Per il tribunale del Riesame di Taranto, la legge “salva Ilva” è in “contrasto con gli articoli 3, 24, 102, 104 e 112 della Costituzione nella parte in autorizza ‘in ogni caso’ la società Ilva spa di Taranto” alla commercializzazione dei prodotti finiti e semilavorati sequestrati il 26 novembre dello scorso anno. Il collegio dei magistrati, quindi, ha ritenuto che l’articolo 3 della legge 231 “merita un preventivo vaglio da parte della Corte costituzionale essendo non manifestamente infondate le questioni di costituzionalità sollevate” dalla procura ionica o comunque “rilevabili d’ufficio”. I giudici quindi non sono entrati nel merito della legittimità costituzionale della legge riguardo alla prosecuzione della produzione a scapito di ambiente e salute perché la vicenda riguarda esclusivamente la vendita di beni sotto sequestro.
Sul punto i magistrati hanno spiegato inizialmente che “la vendita della cosa in sequestro, cui segua la consegna all’acquirente, integra un reato” dato che in caso di vendita “alcun diritto potrà essere esercitato dallo Stato sul bene sequestrato e commercializzato”. Nel caso in esame, i magistrati hanno motivato la decisione spiegando che l’articolo 3 della legge voluta dal ministro dell’ambiente Corrado Clini “presenta evidenti profili di contrasto innanzitutto con articolo 3 della Costituzione, ossia il principio di uguaglianza, dal momento che identici fatti-reato, se commessi alcune imprese, possono determinare il sequestro del prodotto del reato medesimo e la conseguente incommerciabilità di beni, se commessi, invece, da Ilva spa non comportano analogo effetto, determinandosi in questo modo, ad avviso dell’odierno collegio, una inammissibile disparità di trattamento. La legge si presenta pertanto come legge del caso singolo”.
Nelle venticinque pagine di ordinanza con la quale sospendono il giudizio sull’eventuale conferma o revoca del sequestro dei prodotti in attesa del pronunciamento della Consulta, i magistrati descrivono come “la previsione di un trattamento penale più favorevole per i presunti responsabili di illeciti che contribuiscono a creare o a mantenere una situazione di emergenza ambientale (incidendo gravemente su beni di rilevanza costituzionale, quali l’ambiente, la salute dei cittadini, esposti a grave pericolo proprio per effetto di quei comportamenti) appare manifestamente irragionevole e si pone, altresì, in contrasto con il criterio di scelta comunemente adottato dal legislatore”. Non solo. Il riesame di Taranto, composto da Alessandro de Tomasi, Massimo De Michele e Benedetto Ruberto, descrive la legge “salva Ilva” come una norma “solo formalmente generale e astratta, ma il cui fine precipuo e immediatamente evidente – per la tempistica le modalità di approvazione del provvedimento – è stato quello di regolamentare un caso singolo”.

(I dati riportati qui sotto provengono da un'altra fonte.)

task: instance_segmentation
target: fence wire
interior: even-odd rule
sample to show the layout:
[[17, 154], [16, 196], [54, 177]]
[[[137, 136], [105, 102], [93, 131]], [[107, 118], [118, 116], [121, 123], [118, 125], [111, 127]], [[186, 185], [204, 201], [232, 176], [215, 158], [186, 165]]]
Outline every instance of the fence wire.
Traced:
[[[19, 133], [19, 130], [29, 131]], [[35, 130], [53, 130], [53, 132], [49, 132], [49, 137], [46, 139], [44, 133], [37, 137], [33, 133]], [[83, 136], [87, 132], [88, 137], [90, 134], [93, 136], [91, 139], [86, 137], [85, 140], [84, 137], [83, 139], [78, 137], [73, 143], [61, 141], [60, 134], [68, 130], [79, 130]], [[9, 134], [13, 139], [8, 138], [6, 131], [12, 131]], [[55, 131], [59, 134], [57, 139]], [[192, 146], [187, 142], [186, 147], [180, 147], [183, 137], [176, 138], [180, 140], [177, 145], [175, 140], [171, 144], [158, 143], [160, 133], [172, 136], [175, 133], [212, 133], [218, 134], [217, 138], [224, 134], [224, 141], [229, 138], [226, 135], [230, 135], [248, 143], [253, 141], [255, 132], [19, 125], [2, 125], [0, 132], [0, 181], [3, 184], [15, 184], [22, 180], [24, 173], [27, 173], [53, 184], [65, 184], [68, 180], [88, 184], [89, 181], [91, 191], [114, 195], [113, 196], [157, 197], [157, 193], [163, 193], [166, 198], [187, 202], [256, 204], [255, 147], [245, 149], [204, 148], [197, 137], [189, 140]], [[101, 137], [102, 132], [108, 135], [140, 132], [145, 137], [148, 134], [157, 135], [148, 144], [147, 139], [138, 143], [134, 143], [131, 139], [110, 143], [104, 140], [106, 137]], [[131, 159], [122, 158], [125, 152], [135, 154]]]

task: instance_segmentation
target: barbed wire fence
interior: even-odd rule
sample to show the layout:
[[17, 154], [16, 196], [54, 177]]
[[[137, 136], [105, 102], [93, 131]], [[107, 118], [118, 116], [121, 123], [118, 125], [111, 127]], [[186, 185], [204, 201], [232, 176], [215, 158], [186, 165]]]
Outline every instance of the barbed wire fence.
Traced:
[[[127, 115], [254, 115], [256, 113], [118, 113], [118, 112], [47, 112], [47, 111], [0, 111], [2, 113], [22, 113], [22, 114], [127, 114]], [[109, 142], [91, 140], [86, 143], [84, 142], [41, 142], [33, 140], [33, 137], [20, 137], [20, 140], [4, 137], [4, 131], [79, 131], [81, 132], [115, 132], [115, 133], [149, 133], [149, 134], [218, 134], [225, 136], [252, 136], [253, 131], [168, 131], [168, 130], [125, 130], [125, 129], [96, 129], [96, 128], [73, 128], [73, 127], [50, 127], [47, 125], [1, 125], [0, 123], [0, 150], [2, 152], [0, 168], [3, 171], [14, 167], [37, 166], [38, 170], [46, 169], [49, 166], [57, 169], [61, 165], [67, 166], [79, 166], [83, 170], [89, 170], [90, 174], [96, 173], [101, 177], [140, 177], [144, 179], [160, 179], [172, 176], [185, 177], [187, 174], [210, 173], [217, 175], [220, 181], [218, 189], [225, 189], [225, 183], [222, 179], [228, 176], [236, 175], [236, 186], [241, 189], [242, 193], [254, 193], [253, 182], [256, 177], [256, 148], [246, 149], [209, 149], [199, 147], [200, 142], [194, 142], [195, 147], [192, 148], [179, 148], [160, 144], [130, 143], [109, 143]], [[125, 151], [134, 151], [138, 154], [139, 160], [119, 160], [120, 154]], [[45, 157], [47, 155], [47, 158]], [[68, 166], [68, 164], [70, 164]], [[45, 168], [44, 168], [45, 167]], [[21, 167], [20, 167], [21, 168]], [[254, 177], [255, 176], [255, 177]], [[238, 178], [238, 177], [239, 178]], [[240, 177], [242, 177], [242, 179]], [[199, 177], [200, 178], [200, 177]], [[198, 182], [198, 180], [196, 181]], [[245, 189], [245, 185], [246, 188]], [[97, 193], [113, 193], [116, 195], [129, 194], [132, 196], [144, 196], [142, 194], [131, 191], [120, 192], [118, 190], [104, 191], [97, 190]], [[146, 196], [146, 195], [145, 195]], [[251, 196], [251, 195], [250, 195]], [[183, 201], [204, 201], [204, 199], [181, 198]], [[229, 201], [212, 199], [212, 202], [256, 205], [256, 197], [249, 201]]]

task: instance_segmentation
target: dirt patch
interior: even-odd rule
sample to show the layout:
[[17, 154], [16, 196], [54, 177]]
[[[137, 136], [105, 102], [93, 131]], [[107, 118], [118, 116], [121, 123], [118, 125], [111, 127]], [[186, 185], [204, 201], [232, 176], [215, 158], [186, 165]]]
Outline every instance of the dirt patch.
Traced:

Ma la legge ad aziendam non viola solo l’uguaglianza dei cittadini. “La previsione – aggiungono i giudici – in favore di Ilva spa, della possibilità di commercializzare il prodotto sotto sequestro, contenuta nel citato articolo 3 della legge 231/2012, presenta profili di illegittimità costituzionale non manifestamente infondati anche riferimento agli articoli 102 e 104 della Costituzione che tutelano le prerogative della funzione giudiziaria” perché “di fatto la legge incide sulle attività giurisdizionali in corso, ed in particolare sulla possibilità, all’esito del procedimento, di disporre la confisca del prodotto di un reato”. Se la legge, cioè, fosse applicata e al termine dell’eventuale processo i responsabili fossero ritenuti colpevoli in via definitiva, l’autorità giudiziaria non potrebbe disporre la confisca dei corpi di reato come avviene in altri procedimenti analoghi. Il provvedimento adottato dal Governo e poi convertito dal Parlamento è “una invasione nella sfera di competenza di competenza del potere giudiziario e si manifesta come uso abnorme della funzione normativa”. Per i giudici in sostanza “attraverso lo strumento legislativo è stato direttamente modificato un provvedimento” del gip Patrizia Todisco, divenuto irrevocabile, senza “modificare il quadro normativo sulla base del quale era stato emanato il decreto del giudice”. Un atto quindi compiuto nonostante il principio di separazione dei poteri poiché questa legge “ammazza Taranto”, così è stata ribattezzata da cittadini e ambientalisti, “non ha altra funzione, allora, che quella di sostituire la decisione parlamentare la valutazione dell’autorità giudiziaria circa disponibilità dei beni da parte dell’impresa”.